Last week a Twitter user snapped photos of Former Interior Minister Pieter De Crem sharing a meal in an empty hotel restaurant with Joachim Coens, who until recently led efforts to create a new federal government as royal informateur.
The pair were in violation of the latest coronavirus rules imposed at the federal level, which shut down all restaurants except for takeaway. Hotel restaurants were allowed to stay open but only allowed to serve guests staying at the hotel.
Photos of the De Crem and Coens sharing lunch spread on Twitter, prompting many users to call out the pair, both members of the ruling CD&V party, for bending the rules that other Belgians were urged to strictly follow.
“Our politicians do not seem convinced with the measures,” one user wrote. “Seen yesterday in a Brussels restaurant, De Crem and Coens having lunch together. Wine included. No distance.”

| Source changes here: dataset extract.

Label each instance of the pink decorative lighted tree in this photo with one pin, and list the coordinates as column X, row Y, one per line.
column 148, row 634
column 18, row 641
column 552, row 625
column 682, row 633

Zeker als zelfs politici zich er niet aan houden. Gisteren gespot in een restaurant van een hotel in Brussel. De Crem en Coens lunchen gezellig samen. Wijntje erbij. Afstand? Hadden ze een kamer?? pic.twitter.com/q5bVReBvum
— Jeroen Smets (@Jersmet) October 23, 2020
Coens apologised in a radio interview on Monday, saying that they had entered the hotel restaurant through a back door and that eating there was “stupid.”
“There is a picture of it, I am not denying anything. It’s stupid, but we ate there,” he said, HLN reports. “It was completely wrong, it will not happen again”
Coens said that the CD&V party headquarters is located close to the hotel and that, instead of going there, they should have ordered take-out and eaten at the office.
“The restaurant was empty and there was absolutely no problems with regards to safety,” he said, adding: “Actually, we used a back door that should not be used at all and certainly not by us. Politicians have to stick to the rules and be even more strict with themselves than with others.”
“I try to respect the rules as much as possible like so many Flemish and Belgians and, in that sense, what we did was absolutely not good,” Coens added.